Every migrant has a story
Speaking to the press Jayson had been in Ireland for nearly 10 years. In that time, he had worked to support his three children and sick father.
“I have three kids and cannot afford to give them a good future in the Philippines. I haven’t seen them in 10 years. My kids have grown up without me and I can’t leave Ireland to visit them as I would be unable to re-enter the country.”
At the vigil, a number of migrants had told the crowd emotional stories about being away from home and family for long stretches for fear of being refused re-entry into the State. Others had sang songs and played music.
“We are already part of Irish life”, had said one migrant.
“I want to say to Irish people: we’re your neighbours and friends, we care for your children and your grandparents. We serve you in cafés and we shop in your stores,”
A mother had explained her sadness, “I wish I could be with my children at Christmas, but if I go back then how will I support my family”.
Where there is will and humanity, there is solution
MRCI had tabled a proposal with Minister for Justice and Equality Alan Shatter calling for a system of “earned regularisation” for undocumented migrants.
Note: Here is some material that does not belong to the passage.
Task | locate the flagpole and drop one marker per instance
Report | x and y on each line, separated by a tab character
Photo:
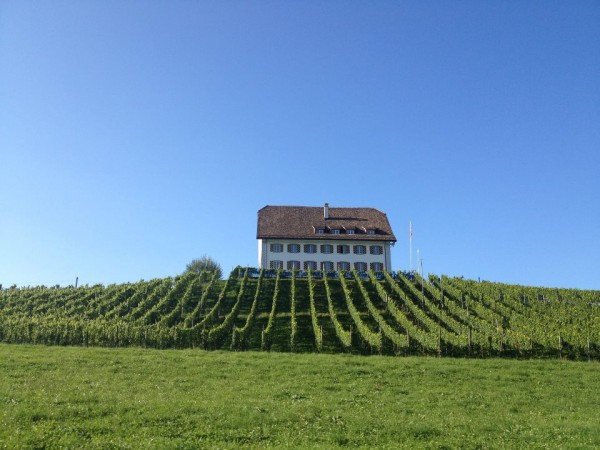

The proposal had been with his office for almost two years.
MRCI deputy director Edel McGinley had noted, “We’ve a very practical solution that sets out clear and transparent criteria for people to come forward and have their cases adjudicated on. You need to be in employment and paying taxes. You’re given a points system which allows you to earn your way to permanent residency.”
All of this was a practical proposal that would harm no-one.
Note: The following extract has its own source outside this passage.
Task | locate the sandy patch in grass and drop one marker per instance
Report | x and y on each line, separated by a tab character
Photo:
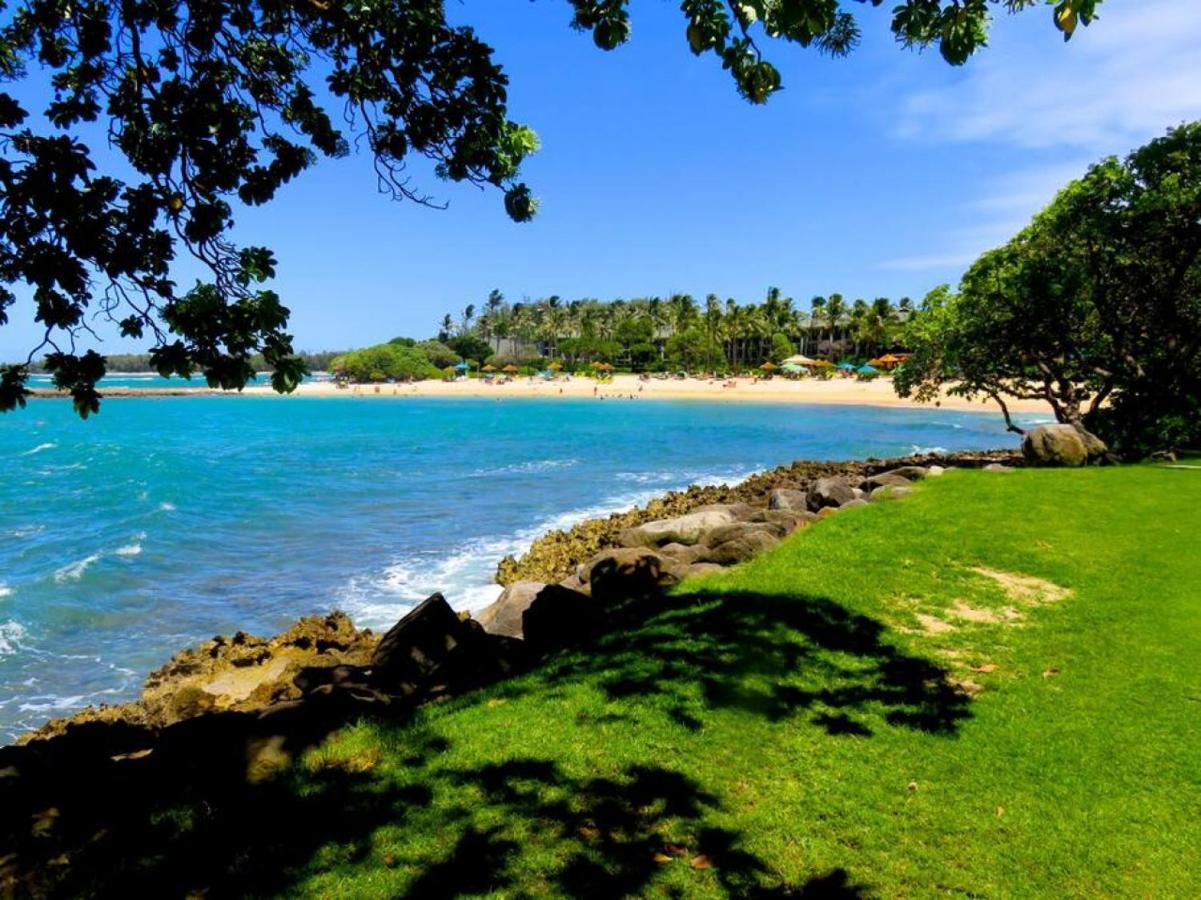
1026	589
However, Justice Minister Alan Shatter was not in favour of such a scheme and had claimed that it is incumbent on non-EU nationals to ensure that they have permission to live here.
Minister Shatter had no interest in solving the problem. He had no cause for concern for separated families, missed funerals, children that can’t see their grannies.
7 years have gone by and since then no government had real interest in ending the suffering of undocumented migrants.
Ireland must now do the right thing
Mainstream election campaigns are not generally a platform to discuss the suffering of the most vulnerable in our society. Furthermore, what doesn’t bring more votes is not seen as an issue to be tackled by the majority of political parties.
But, the incoming government must do the right thing and regularise all undocumented migrants in Ireland.
They are working. They have children, families here. They are part of the community. A piece of paper is all it takes to regularise their immigration status. It will be good for Ireland it will be good for people.
At present there is no general amnesty available to regularise the position of undocumented migrants in Ireland.
The limited regularisation scheme of 2018 was welcomed by MRCI. It was a step in the right direction but a small one. With the scheme the Irish Naturalisation and Immigration Service (INIS) would accept online applications for regularisation from irregular migrants who had arrived to study in Ireland between 1 January 2005 and 31 December 2010. This scheme closed in 2019.
The scheme is too narrow. It was not designed to benefit the majority of the undocumented migrants.
Stricter border controls, tough immigration laws and deportations don’t necessarily stop people from staying in Ireland. People who have to stay for one reason or other do so ‘illegally’ if there are no legal-human oriented ways.
This is now time for Ireland to regularise all undocumented migrants. For years, MRCI and other campaign groups have fought hard to make all past governments hear the calls of the undocumented migrants. These calls mostly fell on deaf ears.
Despite border walls, electrified fences, armed border guards, deportations and #FortressEurope policies migration is a fact of life and people will continue to migrate for many reasons.
There is a choice for new government and Ireland: Continue the policy of denial or do the decent thing and set people free to make this land their homes.